Smaller agencies make the connection
- By Ed McKenna
- Jun 18, 2001
The use of advanced call-center technologies has not been limited to agencies with a high volume of citizen interactions.
Organizations as varied as the Office of Personnel Management and the U.S. Army Military Traffic Management Command (MTMC) are using the technologies.
OPM tapped NCS Pearson Inc. in 1997 to deploy an interactive voice response (IVR) system to handle requests for changes from retirees during the Federal Employees Health Benefits program open season between late October and the end of the year.
During that time, the organization sends notices of insurance options to about 2 million federal retirees and processes change requests. The IVR, which handled about 195,000 calls last year, replaced a costly, time-consuming paper process and has improved response time considerably, said Jim Freiert, chief of OPM's retirement services division.
In 1998, an open-season Web site was added and has grown increasingly popular with users, Freiert said. "It will never replace the phone system because our customers should be able to choose what is best for them," he said, although the agency is considering technologies that could link the two channels.
Acting as the "transportation broker" for the military, MTMC contracted last year with American Management Systems Inc. to implement Siebel Systems Inc. customer relationship management software.
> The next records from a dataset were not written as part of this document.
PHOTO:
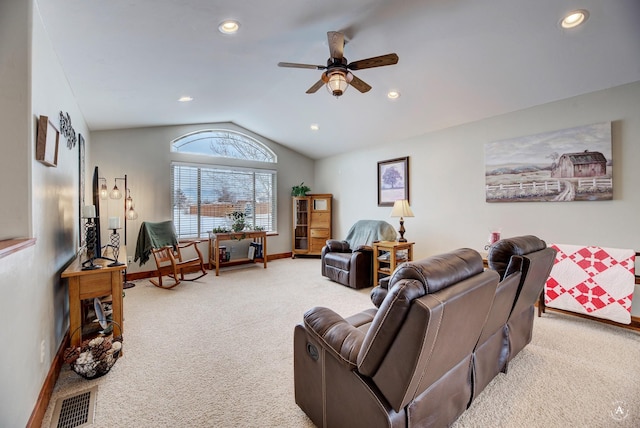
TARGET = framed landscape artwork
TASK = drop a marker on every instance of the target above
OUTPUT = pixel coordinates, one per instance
(573, 164)
(47, 141)
(393, 181)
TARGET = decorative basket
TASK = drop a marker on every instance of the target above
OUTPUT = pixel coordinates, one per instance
(94, 357)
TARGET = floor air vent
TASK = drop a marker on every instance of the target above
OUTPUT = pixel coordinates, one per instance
(76, 410)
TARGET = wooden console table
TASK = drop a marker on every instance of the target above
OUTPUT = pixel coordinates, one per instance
(88, 284)
(387, 255)
(214, 247)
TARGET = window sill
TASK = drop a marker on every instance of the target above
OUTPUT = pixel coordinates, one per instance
(10, 246)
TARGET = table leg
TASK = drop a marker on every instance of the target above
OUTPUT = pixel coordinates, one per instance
(74, 311)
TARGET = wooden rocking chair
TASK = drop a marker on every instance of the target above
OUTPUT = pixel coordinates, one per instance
(160, 239)
(170, 262)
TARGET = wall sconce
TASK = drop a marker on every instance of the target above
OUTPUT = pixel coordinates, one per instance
(129, 211)
(115, 192)
(128, 207)
(401, 209)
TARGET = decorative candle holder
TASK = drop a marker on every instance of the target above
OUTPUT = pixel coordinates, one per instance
(115, 247)
(92, 241)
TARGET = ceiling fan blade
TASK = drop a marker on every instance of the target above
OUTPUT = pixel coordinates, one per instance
(336, 44)
(360, 85)
(296, 65)
(378, 61)
(315, 87)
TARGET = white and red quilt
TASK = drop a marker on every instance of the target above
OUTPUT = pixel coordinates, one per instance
(594, 281)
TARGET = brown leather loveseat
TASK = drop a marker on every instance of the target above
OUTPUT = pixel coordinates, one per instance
(444, 329)
(408, 363)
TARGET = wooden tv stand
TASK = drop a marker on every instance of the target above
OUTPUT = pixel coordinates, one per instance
(87, 284)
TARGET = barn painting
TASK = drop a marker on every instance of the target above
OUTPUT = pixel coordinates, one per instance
(572, 164)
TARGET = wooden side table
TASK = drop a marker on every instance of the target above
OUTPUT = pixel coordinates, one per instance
(214, 247)
(87, 284)
(387, 255)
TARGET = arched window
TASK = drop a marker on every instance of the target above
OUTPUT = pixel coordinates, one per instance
(208, 196)
(223, 143)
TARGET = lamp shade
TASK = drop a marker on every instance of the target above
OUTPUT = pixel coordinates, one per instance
(401, 208)
(115, 192)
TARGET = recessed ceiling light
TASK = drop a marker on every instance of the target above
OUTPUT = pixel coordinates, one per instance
(229, 27)
(574, 18)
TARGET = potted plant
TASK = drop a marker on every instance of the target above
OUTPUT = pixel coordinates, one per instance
(300, 190)
(238, 218)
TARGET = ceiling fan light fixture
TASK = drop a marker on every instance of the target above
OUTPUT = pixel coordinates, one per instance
(337, 83)
(229, 26)
(393, 95)
(574, 18)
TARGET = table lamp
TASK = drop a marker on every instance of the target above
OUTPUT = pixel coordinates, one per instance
(401, 209)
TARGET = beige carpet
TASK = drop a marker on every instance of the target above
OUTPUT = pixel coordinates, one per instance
(218, 353)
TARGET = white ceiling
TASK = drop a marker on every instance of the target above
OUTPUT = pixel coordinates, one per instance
(128, 61)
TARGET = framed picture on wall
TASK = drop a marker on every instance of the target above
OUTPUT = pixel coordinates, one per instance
(393, 181)
(47, 140)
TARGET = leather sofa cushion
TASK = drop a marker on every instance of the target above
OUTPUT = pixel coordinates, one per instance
(438, 272)
(500, 253)
(410, 281)
(340, 261)
(338, 246)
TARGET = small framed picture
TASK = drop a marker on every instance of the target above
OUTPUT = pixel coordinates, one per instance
(393, 181)
(47, 140)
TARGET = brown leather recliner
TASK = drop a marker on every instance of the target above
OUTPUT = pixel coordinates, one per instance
(350, 262)
(537, 260)
(409, 363)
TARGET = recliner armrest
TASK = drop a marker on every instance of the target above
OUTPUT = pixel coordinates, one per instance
(333, 245)
(340, 338)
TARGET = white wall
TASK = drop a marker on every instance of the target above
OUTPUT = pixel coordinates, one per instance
(144, 155)
(446, 172)
(15, 119)
(33, 308)
(447, 180)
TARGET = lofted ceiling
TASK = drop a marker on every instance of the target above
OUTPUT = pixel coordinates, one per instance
(128, 62)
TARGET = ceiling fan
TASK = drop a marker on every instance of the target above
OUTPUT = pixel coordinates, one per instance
(337, 76)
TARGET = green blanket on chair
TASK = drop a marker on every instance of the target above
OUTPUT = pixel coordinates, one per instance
(154, 235)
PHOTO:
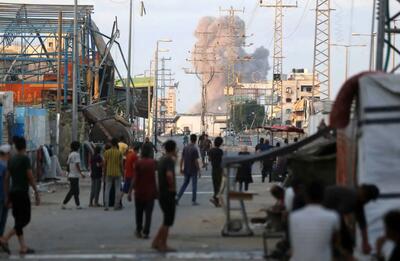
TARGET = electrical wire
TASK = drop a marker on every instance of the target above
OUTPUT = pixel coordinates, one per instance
(371, 53)
(119, 1)
(389, 36)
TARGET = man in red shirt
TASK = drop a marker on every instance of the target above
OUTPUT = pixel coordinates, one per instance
(145, 187)
(130, 166)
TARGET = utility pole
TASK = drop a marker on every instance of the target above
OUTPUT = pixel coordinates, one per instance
(322, 53)
(162, 91)
(59, 51)
(155, 116)
(128, 80)
(346, 47)
(75, 76)
(205, 77)
(232, 60)
(372, 48)
(277, 67)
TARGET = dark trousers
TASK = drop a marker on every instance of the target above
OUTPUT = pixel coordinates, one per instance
(216, 175)
(266, 170)
(3, 216)
(186, 182)
(246, 186)
(95, 190)
(73, 191)
(143, 207)
(21, 210)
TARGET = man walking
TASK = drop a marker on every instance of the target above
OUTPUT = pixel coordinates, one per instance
(201, 143)
(267, 163)
(4, 157)
(167, 192)
(113, 166)
(20, 172)
(313, 229)
(190, 169)
(215, 156)
(349, 202)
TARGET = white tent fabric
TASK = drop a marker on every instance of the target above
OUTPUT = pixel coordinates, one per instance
(379, 144)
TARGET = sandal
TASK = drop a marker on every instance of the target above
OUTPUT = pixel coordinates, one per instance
(27, 251)
(5, 248)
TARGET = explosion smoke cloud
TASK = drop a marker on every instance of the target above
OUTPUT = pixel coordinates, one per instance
(219, 46)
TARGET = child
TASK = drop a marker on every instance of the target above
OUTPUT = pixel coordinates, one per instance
(96, 167)
(74, 172)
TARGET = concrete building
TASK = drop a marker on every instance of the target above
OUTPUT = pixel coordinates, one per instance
(296, 90)
(216, 123)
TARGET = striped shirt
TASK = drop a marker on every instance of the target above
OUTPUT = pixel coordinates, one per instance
(113, 159)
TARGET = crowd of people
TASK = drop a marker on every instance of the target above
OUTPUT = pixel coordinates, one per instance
(135, 168)
(319, 221)
(15, 179)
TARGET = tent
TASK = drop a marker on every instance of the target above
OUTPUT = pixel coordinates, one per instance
(376, 128)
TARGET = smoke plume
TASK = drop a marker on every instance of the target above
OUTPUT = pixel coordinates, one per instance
(220, 49)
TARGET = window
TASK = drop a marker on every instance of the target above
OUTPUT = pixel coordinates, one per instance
(306, 88)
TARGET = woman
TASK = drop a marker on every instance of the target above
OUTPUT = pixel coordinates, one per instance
(243, 175)
(74, 172)
(96, 173)
(144, 183)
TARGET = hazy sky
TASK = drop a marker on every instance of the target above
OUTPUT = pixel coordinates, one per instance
(177, 19)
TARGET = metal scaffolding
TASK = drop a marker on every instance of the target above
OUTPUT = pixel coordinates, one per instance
(276, 101)
(321, 65)
(36, 55)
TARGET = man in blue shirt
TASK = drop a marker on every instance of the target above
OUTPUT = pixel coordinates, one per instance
(190, 168)
(267, 163)
(4, 156)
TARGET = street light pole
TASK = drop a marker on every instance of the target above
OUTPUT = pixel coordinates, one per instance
(156, 88)
(128, 80)
(155, 94)
(74, 126)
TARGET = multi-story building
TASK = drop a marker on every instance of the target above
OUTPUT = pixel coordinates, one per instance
(290, 104)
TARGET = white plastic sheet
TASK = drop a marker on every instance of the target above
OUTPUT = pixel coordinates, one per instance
(379, 144)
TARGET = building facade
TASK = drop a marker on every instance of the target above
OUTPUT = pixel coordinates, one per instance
(287, 107)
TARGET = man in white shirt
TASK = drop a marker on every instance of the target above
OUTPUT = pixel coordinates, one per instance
(313, 229)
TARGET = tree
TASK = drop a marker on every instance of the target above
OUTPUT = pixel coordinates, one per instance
(246, 115)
Patricia Bryant, a consultant with MTMC, said the goal was to boost call-center connections with its two customers: commercial transportation providers and military transportation offices.
Under the Consolidated Call Center initiative, MTMC plans to merge multiple help desks. It will also enhance call-center operations with computer telephony integration, which will give customer service representatives information about the user before they answer the call, and an IVR menu system "to determine customer problems, provide quick information and direct customer calls," she said.
Other enhancements being considered for the project include Internet chat capability, voice over IP, desktop videoconferencing and Web collaboration, Bryant said.
For organizations with little or no call-center infrastructure, WorldCom Inc.'s Web Center, launched in June, provides subscription-based access to call-center services, including e-mail, fax and Internet chat through the company's data center.
The service would be ideal for agencies that do not operate call centers but have constituents who must fill out a variety of forms, said Diana Gowen, vice president of WorldCom government markets.
The price tag for the service is $575 per month per agent, said Frank Nigro, director of e-application product management at WorldCom, adding that there are no term commitments. If an agent requires no service during a month, there will be no charges.
Web Center services will be offered on the General Services Administration schedule and the FTS 2001 contract, Gowen said.